Rethinking floating point for deep learning

Systems for Machine Learning Workshop at NeurIPS 2018

By: Jeff Johnson


Reducing hardware overhead of neural networks for faster or lower power inference and training is an active area of research. Uniform quantization using integer multiply-add has been thoroughly investigated, which requires learning many quantization parameters, fine-tuning training or other prerequisites. Little effort is made to improve floating point relative to this baseline; it remains energy inefficient, and word size reduction yields drastic loss in needed dynamic range. We improve floating point to be more energy efficient than equivalent bit width integer hardware on a 28 nm ASIC process while retaining accuracy in 8 bits with a novel hybrid log multiply/linear add, Kulisch accumulation and tapered encodings from Gustafson’s posit format. With no network retraining, and drop-in replacement of all math and float32 parameters via round-to-nearest-even only, this open-sourced 8-bit log float is within 0.9% top-1 and 0.2% top-5 accuracy of the original float32 ResNet-50 CNN model on ImageNet. Unlike int8 quantization, it is still a general purpose floating point arithmetic, interpretable out-of-the-box.

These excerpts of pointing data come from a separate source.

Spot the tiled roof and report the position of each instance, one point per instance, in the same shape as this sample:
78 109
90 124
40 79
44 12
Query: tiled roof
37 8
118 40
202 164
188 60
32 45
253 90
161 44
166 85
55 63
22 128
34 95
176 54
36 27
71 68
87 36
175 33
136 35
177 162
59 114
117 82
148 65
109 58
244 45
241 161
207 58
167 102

Our 8/38-bit log float multiply-add is synthesized and power profiled at 28 nm at 0.96× the power and 1.12× the area of 8/32-bit integer multiply-add. In 16 bits, our log float multiply-add is 0.59× the power and 0.68× the area of IEEE 754 float16 fused multiply-add, maintaining the same signficand precision and dynamic range, proving useful for training ASICs as well.